Roy Moore: Supreme Court Gay Marriage Ruling Was ‘Worse’ Than Upholding Slavery In Dred Scott
Alabama GOP Senate nominee Roy Moore said late last year that the Supreme Court’s decision legalizing gay marriage was “even worse” than the notorious 1857 Dred Scottruling that upheld slavery.
Moore, a hard-right former Alabama Supreme Court Chief Justice, has twice been removed from office for refusing to follow the rule of law — the second time for ordering probate judges in his state to disobey the U.S. Supreme Court’s Obergefellruling legalizing gay marriage. Last November he said that decision was even worse than one that scholars widely consider the worst Supreme Court decision in U.S. history.

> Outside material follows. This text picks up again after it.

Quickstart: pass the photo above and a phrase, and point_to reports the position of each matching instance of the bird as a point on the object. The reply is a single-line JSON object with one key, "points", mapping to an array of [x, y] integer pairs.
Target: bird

“In 1857 the United States Supreme Court did rule that black people were property. Of course that contradicted the Constitution, and it took a civil war to overturn it. But this ruling in Obergefell is even worse in a sense because it forces not only people to recognize marriage other than the institution ordained of God and recognized by nearly every state in the union, it says that you now must do away with the definition of marriage and make it between two persons of the same gender or leading on, as one of the dissenting justices said, to polygamy, to multi-partner marriages,” Moore said in a podcast interview last November, shortly after he was suspended without pay from the court.